(NaturalNews) A Taiwanese woman has lost her sight after developing an infection behind her contact lenses that literally consumed the surface of her eyeballs. It was later discovered that the woman had worn her disposable contact lenses for six months, without removing them once.
When 23-year-old undergraduate Lian Kao went in to see doctors about the trouble with her eyes, they were shocked to find that a variety of amoeba known as Acanthamoeba had gotten beneath her contact lenses and tunneled all the way through her corneas. It was too late to correct the damage and save her vision.
"While an amoeba burrowing into one's cornea is certainly an extreme case, we want people to realize the importance of using contact lenses as prescribed," said ophthalmologist Tim Hillson of Ontario. "Because they are worn directly on the eye, contacts create an environment that could lead to infections, corneal ulcers and, in rare cases, blindness."
Amoeba burrowed into cornea
While the infection that Kao suffered, known as Acanthamoeba keratitis, is rare, eye infections are a common result of failing to remove and clean contact lenses regularly (after eight hours of use, at the most).
"Most people don't get Acanthamoeba," Hillson said. "It's usually common bacteria like staphylococcus aureus or other skin organisms."
In addition, lenses should always be removed when swimming, showering or washing. Kao had not removed her lenses at all for six months, even when swimming.
Acanthamoeba and numerous other microbes can survive pools, hot tubs or tap water. The space behind a contact lens and the eye can then provide them with the perfect conditions for growth.
"Contact lens wearers are a high-risk group that can easily be exposed to eye diseases," said Wu Jian-liang, director of ophthalmology at Wan Fang Hospital in Taipei. "A shortage of oxygen can destroy the surface of the epithelial tissue, creating tiny wounds into which the bacteria can easily infect, spreading to the rest of the eye and providing a perfect breeding ground.

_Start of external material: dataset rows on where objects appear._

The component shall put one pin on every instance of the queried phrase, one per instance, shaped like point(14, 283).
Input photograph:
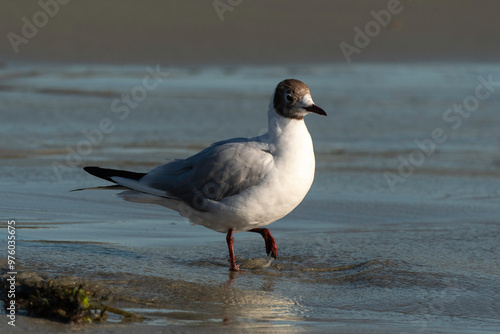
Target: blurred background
point(391, 238)
point(251, 32)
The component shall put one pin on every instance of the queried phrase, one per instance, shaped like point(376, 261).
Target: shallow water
point(355, 256)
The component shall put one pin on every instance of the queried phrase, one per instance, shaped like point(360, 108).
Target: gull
point(239, 184)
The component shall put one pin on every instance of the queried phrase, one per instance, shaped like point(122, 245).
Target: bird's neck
point(284, 131)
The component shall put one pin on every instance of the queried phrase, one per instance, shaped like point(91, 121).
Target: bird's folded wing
point(221, 170)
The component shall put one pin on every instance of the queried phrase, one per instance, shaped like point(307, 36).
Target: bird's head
point(292, 99)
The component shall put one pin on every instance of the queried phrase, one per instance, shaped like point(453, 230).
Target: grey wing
point(221, 170)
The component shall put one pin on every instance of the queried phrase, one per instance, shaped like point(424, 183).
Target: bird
point(238, 184)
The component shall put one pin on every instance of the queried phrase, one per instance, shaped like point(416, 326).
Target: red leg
point(232, 259)
point(271, 246)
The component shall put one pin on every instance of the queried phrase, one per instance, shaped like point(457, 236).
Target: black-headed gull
point(239, 184)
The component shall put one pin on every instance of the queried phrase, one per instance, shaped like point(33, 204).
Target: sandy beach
point(358, 255)
point(399, 232)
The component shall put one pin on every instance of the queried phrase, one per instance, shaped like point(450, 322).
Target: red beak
point(315, 109)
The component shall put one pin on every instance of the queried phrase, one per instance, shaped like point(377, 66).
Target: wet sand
point(356, 256)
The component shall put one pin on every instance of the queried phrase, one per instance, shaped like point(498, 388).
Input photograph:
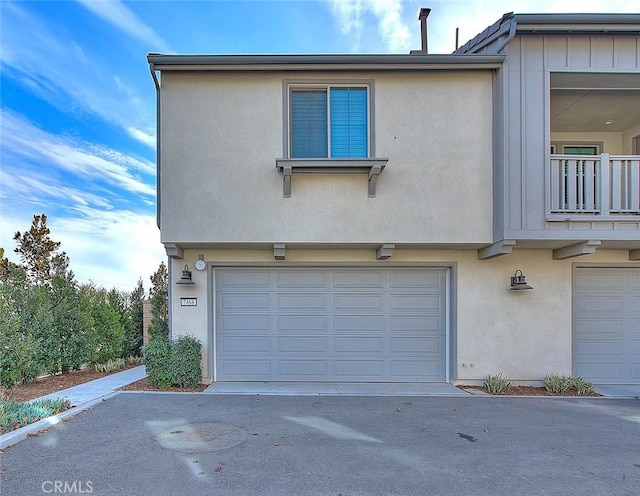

'The girl should have thrown the contact lenses away after a month but instead she overused them and has now permanently damaged her corneas.'
Although Kao's behavior was extreme, similar problems to hers can develop over time even if contact lenses are being removed, if they are not removed often enough or are not properly cleaned. It can take years for an eye infection to develop to the point where a person notices pain or other symptoms, but by then it can be hard to reverse. Severe cases may require a corneal transplant, which has a high failure rate and can itself cause blindness.
Keep your eyes healthy
In addition to taking care of your contact lenses, you can improve the health of your eyes by eating the right foods. Your mother was right when she told you that carrots were good for your eyes: like all yellow, orange and orange-red vegetables, carrots are high in the group of plant chemicals known as carotenoids, which play an important role in eye health.
Of the carotenoids, lutein and zeaxanthin are considered among the most important for protecting vision. One study found that people who ate more lutein and zeaxanthin were significantly less likely to suffer from macular degeneration as they aged. Evidence has also linked these chemicals to the prevention of cancer and heart disease.
Foods high in lutein include carrots, Brussels sprouts, collard greens, kale, romaine lettuce, turnip greens, spinach, zucchini, pistachios, kiwifruit and hard-boiled eggs. Foods high in zeaxanthin include goji berries, paprika, saffron and spirulina.
In addition to being high in carotenoids, green leafy vegetables are also high in vitamin C, which also acts to protect the health of the eyes.